Ten Teachings From My Dad
I often sense the impression that a quest for inner truth and personal growth is taken to reflect mistakes made during youth. I want to make it clear that this is in no way the case and that I harbor no resentment or hard feelings when I look back on my childhood. In fact, I have nothing but fond memories of that time of my life. Even for individuals who had a more challenging upbringing, we are able to move beyond the past and forgive others when we realize that everyone is doing the best they can with what they know. Each experience, difficult and uplifting alike, contain lessons that contribute to our growth if we cultivate the courage to reflect on them. We cannot change our past but we can change what it means to us.
Many of the behaviours we experience within the parent and child relationship are largely unconscious patterns, replayed throughout the generations. Each subsequent generation is presented with the opportunity to heal and evolve past our ancestral patterns with conscious intention. Odds are that behaviours your parents exhibit towards you they experienced from their parents when they were younger. I have come to believe that the parent/child relationship can be one of best life teachers for both individuals. The greatest challenge is the first step of dropping one’s ego enough to even see this learning potential. We live in a unique time of awakening where people are realizing they have the abilities and tools to overcome past programming and destructive behaviours in order to heal wounds from the past.
I have heard that the role of children is to become experts at what their parents hate. It seems like that idea is reflected to me from many people I meet who decide to follow their own path. A parent’s task is to let go of the idea their child will follow the path they had in mind. Another commonality is to experience tension and disagreement during the teen years. I would venture a guess that this is due to the strength of the ego in both the child and parent. Although they may not see eye to eye, both individuals have much to teach each other. I am not going to assume I know what it is I am here to teach others. Instead, I would like to pass on the wisdom I have received from an individual whom I love very much – my dad.
Despite the surface level differences between us, I still feel as though I have retained much of the essence of his teachings.
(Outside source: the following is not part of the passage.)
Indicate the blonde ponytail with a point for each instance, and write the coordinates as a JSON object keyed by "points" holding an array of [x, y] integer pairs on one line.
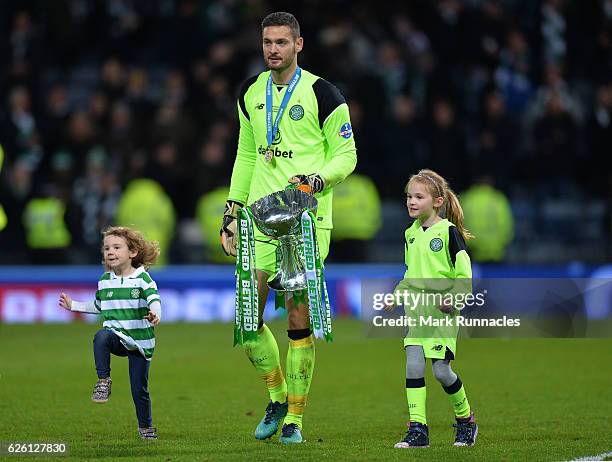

I would like to share some of his outlook on life and express my endless gratitude for having been taught so much wonderful wisdom.
1. Experiences are much more meaningful and fulfilling than material possessions
2. Generosity and kindness toward others trumps everything else – if I have even an ounce of generosity in my body it is from this man. There is no way I could possibly keep track of the number of times he would drop anything he was doing to help someone else who needed him. The people in his life always took priority over his personal projects. He has always been a strong example of unselfish generosity in my life. In my ideal world of giving, he is the richest person I know. This does not go unnoticed or unappreciated!
3. Life is an adventure
4. It is important to think critically and examine all sides of an issue before making conclusions and assumptions
5. Be friendly and outgoing towards friends and strangers alike – be yourself!
6. Always do your best at whatever it is you are doing. There is no point in doing a mediocre job
7. How to pack a lot of stuff into a small space – this has come in handy many times!
8. How to take care of things so that they last as long as you need them
9. The importance of staying active and having fun
10. That I can do and be anything I choose
I felt the need to express my gratitude for the incredible lessons I have learned growing up. I know now that even though we may not always perfectly understand one another, we are more alike than either of us readily admit. Developing my humility has allowed me to finally see the truth in these lessons and I am grateful for that. I also know that no matter what happens he will always love me, and I him, and that is all that really matters in the end.